One thing we do a lot less of these days, is research for our vacations. For our last few trips we didn’t even crack open a guide book until we were on the plane. For this trip, we purchased a Rick Steve’s Italy book, for my kindle, the night before we left! So our itinerary is often undecided before the wheels actually hit the runway of our destination, which is fine…I like spontaneity. Plus, we are trying more and more to let the kids help in the decision making. But when our oldest daughter said she really wanted to see the Leaning Tower of Pisa, I might have slightly rolled my eyes and let out a little whimper, “really?”. Someone at school had told her that she must see the Leaning Tower because it is “soooo cool”!
“Have you seen it mom?” she asked me. “Yes…twice” was my reply. Sensing my lack of enthusiasm, she was perplexed. “Well, isn’t it cool? It’s a tower and it looks like it’s going to fall over, but it doesn’t!” I went on to explain that it’s not that I don’t find it interesting, it’s just that it’s very touristy. So we had a conversation about what that meant…about travel being an opportunity to learn about the authentic characteristics of a place, to see how people live in other parts of the world…about not feeling like you always have to see what everyone else sees, but how beauty can be found in the less discovered areas. I also described a tourist as: often wearing inappropriate clothing (e.g. shorts when it’s cold); taking lots of pictures; wearing comfortable shoes; and often reading a guidebook or map. “But, we do some of those things” she said. “Yes, exactly, we are tourists. It’s okay to be a tourists…you just don’t want to be around them all the time (this caused a look of confusion) and you want to try to blend in if you can”. This part, she seemed to take to heart, because during the trip, she enjoyed pointing out all the tourists to me.

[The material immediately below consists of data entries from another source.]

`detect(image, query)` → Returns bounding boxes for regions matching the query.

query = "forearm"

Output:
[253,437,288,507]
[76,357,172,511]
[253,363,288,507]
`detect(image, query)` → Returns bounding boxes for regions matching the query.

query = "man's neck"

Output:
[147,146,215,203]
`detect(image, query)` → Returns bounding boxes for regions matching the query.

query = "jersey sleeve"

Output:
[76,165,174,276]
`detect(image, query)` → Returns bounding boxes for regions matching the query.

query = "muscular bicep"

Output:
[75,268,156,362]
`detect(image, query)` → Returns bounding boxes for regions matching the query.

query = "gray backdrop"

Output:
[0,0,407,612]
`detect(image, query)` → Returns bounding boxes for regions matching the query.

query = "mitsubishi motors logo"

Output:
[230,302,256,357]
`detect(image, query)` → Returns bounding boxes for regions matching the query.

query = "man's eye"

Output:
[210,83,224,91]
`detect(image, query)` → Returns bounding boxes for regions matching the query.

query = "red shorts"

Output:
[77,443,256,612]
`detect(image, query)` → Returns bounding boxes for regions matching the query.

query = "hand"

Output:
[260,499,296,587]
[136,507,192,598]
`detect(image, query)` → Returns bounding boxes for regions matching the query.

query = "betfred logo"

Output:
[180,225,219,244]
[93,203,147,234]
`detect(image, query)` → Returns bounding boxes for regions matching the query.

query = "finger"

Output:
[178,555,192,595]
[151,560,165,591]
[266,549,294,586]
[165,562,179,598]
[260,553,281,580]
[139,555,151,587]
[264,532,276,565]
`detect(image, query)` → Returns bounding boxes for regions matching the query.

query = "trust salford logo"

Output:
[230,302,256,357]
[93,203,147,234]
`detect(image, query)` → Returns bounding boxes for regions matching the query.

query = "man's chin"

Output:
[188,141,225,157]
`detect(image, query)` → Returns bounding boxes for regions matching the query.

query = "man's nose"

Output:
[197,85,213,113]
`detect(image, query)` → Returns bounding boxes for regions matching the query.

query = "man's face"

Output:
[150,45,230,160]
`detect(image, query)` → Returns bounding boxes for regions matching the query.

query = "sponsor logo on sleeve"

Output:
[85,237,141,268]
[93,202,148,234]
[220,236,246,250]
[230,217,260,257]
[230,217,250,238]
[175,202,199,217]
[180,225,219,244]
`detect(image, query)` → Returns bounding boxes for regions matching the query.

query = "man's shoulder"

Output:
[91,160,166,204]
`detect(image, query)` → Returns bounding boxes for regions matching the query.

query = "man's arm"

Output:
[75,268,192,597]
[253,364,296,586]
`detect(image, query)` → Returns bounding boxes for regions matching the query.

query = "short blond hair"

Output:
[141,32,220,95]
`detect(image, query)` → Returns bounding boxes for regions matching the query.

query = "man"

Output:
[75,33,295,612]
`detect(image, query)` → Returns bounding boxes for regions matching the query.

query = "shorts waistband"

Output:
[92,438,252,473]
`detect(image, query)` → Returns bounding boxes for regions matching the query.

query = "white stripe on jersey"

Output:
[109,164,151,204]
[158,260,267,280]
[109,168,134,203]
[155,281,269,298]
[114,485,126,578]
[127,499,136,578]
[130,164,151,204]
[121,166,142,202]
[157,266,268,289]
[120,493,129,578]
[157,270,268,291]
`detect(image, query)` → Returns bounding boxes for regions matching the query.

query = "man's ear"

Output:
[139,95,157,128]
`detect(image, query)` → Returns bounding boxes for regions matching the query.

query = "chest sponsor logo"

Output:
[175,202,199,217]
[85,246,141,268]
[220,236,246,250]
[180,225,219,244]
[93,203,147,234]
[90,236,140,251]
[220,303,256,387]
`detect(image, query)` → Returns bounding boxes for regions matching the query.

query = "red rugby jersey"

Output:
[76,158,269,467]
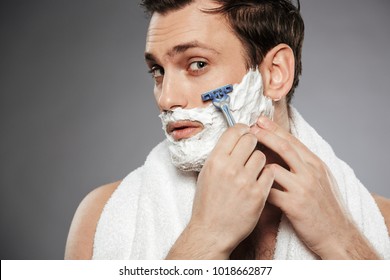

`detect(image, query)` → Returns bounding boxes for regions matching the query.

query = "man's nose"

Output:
[157,73,188,111]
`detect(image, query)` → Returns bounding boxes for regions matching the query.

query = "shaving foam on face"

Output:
[159,69,274,172]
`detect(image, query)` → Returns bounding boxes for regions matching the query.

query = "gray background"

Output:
[0,0,390,259]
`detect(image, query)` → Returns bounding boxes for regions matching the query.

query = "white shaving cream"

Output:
[160,69,274,172]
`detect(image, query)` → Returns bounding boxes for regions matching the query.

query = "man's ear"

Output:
[260,44,295,101]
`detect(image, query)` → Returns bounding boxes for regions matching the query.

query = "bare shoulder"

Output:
[372,194,390,234]
[65,181,121,259]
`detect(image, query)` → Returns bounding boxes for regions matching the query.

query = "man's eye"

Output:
[149,66,164,79]
[190,61,207,71]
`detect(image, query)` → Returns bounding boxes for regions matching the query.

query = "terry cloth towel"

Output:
[93,108,390,260]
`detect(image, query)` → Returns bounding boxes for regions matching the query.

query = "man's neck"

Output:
[273,99,290,131]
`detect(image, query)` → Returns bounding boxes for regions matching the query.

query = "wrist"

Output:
[166,222,233,260]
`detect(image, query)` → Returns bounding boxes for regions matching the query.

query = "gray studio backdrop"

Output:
[0,0,390,259]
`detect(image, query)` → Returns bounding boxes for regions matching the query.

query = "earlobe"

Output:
[260,44,295,101]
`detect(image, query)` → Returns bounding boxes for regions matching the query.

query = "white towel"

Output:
[93,108,390,260]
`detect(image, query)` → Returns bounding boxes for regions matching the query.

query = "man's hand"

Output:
[251,117,378,259]
[167,124,274,259]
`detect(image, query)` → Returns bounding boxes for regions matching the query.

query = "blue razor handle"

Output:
[202,85,236,126]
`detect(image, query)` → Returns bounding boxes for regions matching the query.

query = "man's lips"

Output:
[167,121,203,141]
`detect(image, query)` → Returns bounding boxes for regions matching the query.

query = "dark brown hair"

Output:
[141,0,305,103]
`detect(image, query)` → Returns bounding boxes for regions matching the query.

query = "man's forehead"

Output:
[146,1,230,57]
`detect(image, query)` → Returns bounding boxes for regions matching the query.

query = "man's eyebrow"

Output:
[145,41,219,61]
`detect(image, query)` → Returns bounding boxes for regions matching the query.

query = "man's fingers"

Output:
[211,123,249,155]
[257,165,275,197]
[245,150,266,175]
[271,164,298,192]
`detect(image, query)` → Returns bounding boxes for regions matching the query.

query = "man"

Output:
[65,0,390,259]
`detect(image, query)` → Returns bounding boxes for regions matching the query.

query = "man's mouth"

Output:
[167,121,203,141]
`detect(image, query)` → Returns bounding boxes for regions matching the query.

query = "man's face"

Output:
[145,1,247,140]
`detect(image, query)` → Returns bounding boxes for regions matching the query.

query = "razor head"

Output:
[202,85,233,102]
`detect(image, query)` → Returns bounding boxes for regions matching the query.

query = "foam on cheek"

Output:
[230,69,274,126]
[160,69,273,172]
[160,104,227,172]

Granted, a trip to Italy may not have been the most appropriate time to discuss the advantages of traveling off-the-beaten-path. Yes, my dear, Italy is crawling with tourists, but for good reason. It is a country full of history, beautiful art and according to a 7-year-old, “really cool things to see”. So, I guess sometimes if you can’t beat ‘em, join ‘em! So off to Pisa we went! Yet, not without a stop in Lucca first – a town we had never been to before. What a beautiful surprise Lucca was! I love when my expectations are exceeded! And by the way, how is it that we tend to find carrousels everywhere we go?
So when we arrived in Pisa, not only was the ‘Field of Miracles’ swarming with tourists…just as expected; but the girls asked me why everyone was standing like this:
If you’ve ever been to Pisa, you know why. Because you can’t leave Pisa without a picture that depicts the illusion that you are supporting the tower from falling. Obviously this was intriguing to the girls, so here you have it: If you can’t beat ‘em, join ‘em!
Although the girls would have liked to climb the tower, we were able to convince them that we shouldn’t…because really, it could fall over at any moment, right? At the time, I wasn’t aware that they don’t let kids under 8 climb the tower, which really would have been a much better, less terrifying, excuse. Oh well, it worked and we were able to skip the lines and head into town for a drink.